Mad Men is the darling of the television world these days--or at least it was in its first season. It's another show, like Sopranos that makes me wonder why I am so taken in by it.
With Sopranos, I couldn't understand why I liked a bunch of mobsters whose every other word started with an "f" and who often blew a few guys away or beat up some woman before going home to eat with the family. Maybe the Italian environment was just a "familiar" for me, since I grew up on the outskirts of North Beach in San Francisco, during the era when the city had much more clearly defined neighborhoods. Now there is spill over and you don't really have "the Italian section" and "the Chinese section" and "the Mexican section." It seems that most neighborhoods in the city are a blend now.
But in the 1940s and 50s, I lived on the outskirts of "the Italian section" and my Irish father felt himself an adopted Italian and loved all things Italian. So Sopranos played to my familiar, though my familiar didn't come with guns. (At least not that I was aware of!)
And it's the same with Mad Men, which is a fairly accurate portrayal of a Madison Avenue advertising agency in the 1950s. The first season I swore you could get lung cancer just from watching the show. They seem to have toned down the smoking a bit, but still all meetings, no matter what time of day, come with generous drinks poured from elaborate decanters always present in business offices and lots and lots of smoking. It was the day when the 3-martini lunch started with breakfast, and nobody ever heard of a "no smoking section."
But that isn't really my "familiar." My familiar is the reserved, restrained relationships between people in the 1950s, the unspoken word, the unshared feeling. All those thoughts and emotions bottled up because it was not considered proper to share what you were thinking, especially in the work place (which is probably why they drank and smoked so much).
Watching how people hold back because of fear of losing their jobs for doing or saying the wrong thing.
And it was the corporate mentality. The sense that every tiny detail was so important that it had to be discussed to death and given so much more importance than it really deserved.
I think I was very fortunate that I never had a real "job." I worked in several places throughout what one might laughingly call my "career," but the closest I ever came to a corporate job was when our medical office was purchased by the big medical foundation and we all had to start tiptoe-ing around and practicing corporate-think.

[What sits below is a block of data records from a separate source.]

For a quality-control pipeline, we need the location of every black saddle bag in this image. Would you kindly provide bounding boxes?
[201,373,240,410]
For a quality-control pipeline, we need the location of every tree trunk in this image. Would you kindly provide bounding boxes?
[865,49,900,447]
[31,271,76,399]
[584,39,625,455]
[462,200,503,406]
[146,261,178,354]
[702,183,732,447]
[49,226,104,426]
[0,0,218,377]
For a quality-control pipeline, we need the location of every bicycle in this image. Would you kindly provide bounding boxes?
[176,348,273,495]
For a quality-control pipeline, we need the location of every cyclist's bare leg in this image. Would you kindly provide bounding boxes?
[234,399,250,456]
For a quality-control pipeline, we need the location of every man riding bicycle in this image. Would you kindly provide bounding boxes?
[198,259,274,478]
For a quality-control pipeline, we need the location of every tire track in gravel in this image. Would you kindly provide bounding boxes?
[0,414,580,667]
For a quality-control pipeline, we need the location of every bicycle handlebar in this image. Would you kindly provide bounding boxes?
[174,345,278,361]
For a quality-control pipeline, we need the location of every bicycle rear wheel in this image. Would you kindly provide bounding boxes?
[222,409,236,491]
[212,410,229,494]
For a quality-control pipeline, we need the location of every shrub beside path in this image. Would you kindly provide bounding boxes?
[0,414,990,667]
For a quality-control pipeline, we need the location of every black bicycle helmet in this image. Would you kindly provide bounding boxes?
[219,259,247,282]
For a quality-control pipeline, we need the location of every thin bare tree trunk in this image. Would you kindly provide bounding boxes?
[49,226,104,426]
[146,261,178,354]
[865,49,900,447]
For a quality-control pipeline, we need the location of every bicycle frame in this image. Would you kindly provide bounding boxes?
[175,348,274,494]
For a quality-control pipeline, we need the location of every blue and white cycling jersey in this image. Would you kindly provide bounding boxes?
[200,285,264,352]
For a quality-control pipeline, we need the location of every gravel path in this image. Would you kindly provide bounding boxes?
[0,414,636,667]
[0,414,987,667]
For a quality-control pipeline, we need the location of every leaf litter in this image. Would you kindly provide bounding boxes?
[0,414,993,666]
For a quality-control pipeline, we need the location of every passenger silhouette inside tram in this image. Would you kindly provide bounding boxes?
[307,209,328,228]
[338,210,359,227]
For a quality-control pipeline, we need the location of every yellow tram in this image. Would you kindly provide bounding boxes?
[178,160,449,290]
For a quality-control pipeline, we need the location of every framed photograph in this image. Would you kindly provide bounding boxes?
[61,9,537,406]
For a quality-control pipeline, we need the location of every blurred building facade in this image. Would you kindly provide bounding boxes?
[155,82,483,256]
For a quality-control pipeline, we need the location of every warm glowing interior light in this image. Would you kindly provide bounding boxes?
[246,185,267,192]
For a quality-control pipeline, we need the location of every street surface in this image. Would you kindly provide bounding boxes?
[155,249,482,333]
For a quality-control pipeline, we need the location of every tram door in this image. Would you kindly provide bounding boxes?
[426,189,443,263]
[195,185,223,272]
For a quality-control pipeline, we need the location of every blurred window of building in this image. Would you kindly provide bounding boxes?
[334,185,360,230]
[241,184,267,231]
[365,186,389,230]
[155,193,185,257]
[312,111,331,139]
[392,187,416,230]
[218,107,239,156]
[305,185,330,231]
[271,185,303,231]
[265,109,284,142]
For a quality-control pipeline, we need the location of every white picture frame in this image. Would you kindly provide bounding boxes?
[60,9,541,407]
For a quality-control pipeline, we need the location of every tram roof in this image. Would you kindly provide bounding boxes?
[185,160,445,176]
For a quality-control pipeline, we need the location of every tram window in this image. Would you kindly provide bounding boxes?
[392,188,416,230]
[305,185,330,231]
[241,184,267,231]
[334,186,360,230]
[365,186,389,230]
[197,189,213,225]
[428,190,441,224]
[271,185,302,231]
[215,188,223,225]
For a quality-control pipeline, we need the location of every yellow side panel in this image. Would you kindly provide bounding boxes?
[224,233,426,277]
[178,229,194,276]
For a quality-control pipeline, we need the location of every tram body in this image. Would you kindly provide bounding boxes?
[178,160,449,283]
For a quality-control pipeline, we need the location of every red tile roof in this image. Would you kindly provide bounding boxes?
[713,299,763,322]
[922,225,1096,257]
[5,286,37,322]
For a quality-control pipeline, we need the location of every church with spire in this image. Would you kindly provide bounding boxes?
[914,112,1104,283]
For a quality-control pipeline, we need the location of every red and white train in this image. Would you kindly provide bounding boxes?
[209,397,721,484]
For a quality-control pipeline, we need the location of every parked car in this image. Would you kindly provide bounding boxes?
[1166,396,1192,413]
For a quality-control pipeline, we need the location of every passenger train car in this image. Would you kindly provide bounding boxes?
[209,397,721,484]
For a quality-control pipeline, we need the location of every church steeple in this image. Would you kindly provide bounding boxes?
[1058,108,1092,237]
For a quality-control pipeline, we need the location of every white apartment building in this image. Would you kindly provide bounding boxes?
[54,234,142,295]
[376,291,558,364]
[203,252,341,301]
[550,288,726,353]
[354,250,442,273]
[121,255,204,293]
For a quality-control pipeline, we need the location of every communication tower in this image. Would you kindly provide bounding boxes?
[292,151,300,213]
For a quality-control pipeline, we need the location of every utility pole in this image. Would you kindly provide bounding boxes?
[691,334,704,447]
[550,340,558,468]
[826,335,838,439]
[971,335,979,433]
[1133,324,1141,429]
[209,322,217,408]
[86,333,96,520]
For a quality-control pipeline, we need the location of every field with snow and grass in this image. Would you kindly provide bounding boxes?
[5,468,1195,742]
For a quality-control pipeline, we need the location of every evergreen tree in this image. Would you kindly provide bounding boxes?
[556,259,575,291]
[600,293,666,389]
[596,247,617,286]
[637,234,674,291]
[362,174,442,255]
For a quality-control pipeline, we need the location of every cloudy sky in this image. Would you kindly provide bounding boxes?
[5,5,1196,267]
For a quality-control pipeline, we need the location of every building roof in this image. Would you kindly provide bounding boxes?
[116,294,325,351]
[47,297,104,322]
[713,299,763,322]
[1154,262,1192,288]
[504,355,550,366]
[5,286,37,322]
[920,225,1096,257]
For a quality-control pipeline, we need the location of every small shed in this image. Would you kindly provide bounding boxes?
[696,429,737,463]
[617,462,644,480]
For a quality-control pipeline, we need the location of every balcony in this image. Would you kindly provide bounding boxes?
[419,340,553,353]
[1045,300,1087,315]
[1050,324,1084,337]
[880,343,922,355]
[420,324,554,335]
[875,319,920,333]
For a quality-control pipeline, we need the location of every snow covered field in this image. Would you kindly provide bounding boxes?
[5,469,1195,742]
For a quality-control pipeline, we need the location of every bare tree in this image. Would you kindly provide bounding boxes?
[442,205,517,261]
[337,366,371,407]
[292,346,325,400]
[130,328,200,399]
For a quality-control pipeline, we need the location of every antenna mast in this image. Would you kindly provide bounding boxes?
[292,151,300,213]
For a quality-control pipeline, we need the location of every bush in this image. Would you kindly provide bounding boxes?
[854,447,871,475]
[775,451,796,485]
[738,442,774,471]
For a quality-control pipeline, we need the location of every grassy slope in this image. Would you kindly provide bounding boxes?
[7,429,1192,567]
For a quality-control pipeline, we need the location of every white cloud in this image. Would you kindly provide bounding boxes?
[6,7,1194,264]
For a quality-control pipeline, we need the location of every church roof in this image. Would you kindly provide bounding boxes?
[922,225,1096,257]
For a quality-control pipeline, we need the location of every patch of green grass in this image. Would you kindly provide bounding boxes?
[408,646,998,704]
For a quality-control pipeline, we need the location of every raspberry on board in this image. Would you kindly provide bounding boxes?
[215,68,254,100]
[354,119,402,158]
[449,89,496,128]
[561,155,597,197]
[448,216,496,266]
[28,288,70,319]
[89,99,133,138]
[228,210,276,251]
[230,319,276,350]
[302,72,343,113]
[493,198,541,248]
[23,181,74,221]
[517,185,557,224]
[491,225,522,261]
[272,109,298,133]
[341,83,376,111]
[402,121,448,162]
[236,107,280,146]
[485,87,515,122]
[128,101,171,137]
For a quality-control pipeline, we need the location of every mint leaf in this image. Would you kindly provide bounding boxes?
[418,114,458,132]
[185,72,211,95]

I never was a "corporate" type person. I find it so difficult to give importance to minutia. I've watched Ned struggle with that feeling his entire work life. He has worked for corporations and when I hear him trying to play the corporate game, I understand his frustration. I worked in places like typing services, where I could come and go as I pleased and had control over what sorts of jobs I wanted to do. I worked in a medical office where I wasn't really "staff," and came and went when I felt like it and was not (until the later years) involved in all the office politics. And I managed a medical office for a renegade who didn't play by the rules, so I never had to deal with "corporate-think."
Then I went to work for a non-profit where corporate-think was all important and I didn't last very long there at all. I always had a good work ethic, but my casual approach to the importance of things that didn't seem very important to me was what did me in.
I ran into problems in several volunteer organizations for which I wrote the newsletter. I remember one where the woman who had held the job for several years before I was asked to take it over, felt that I needed to run everything by her before it was published. She complained that my newsletters were "riddled with errors." I had her go through the 8 page newsletter with me and she found one...count 'em one... typo. But she insisted that from now on she would have to approve everything I published. I quit. This was an organization that had a membership of 100, if that. I could not understand all the fuss and all the steps that had to be gone through to put out a silly little newsletter. We were not the New York Times or even The Davis Enterprise, for Pete's sake.
But that's why I don't work well in corporate settings. Where I see "silly little newsletter," the people involved see their whole identity at stake, no matter how small their membership is or how narrow their outreach.
Mad Men drives me nuts because I know that there are lots of places where that mentality still exists, where you feel you need to watch your words because it's not proper to express what you're feeling about something that is so vitally important to the others in your group. But it's like a train wreck--there is something compelling that keeps me watching.
I'm just glad that I've essentially been self-employed, or some version of self-employment, throughout most of my life. I never would have been able to handle the stuff that Ned goes through on a daily basis.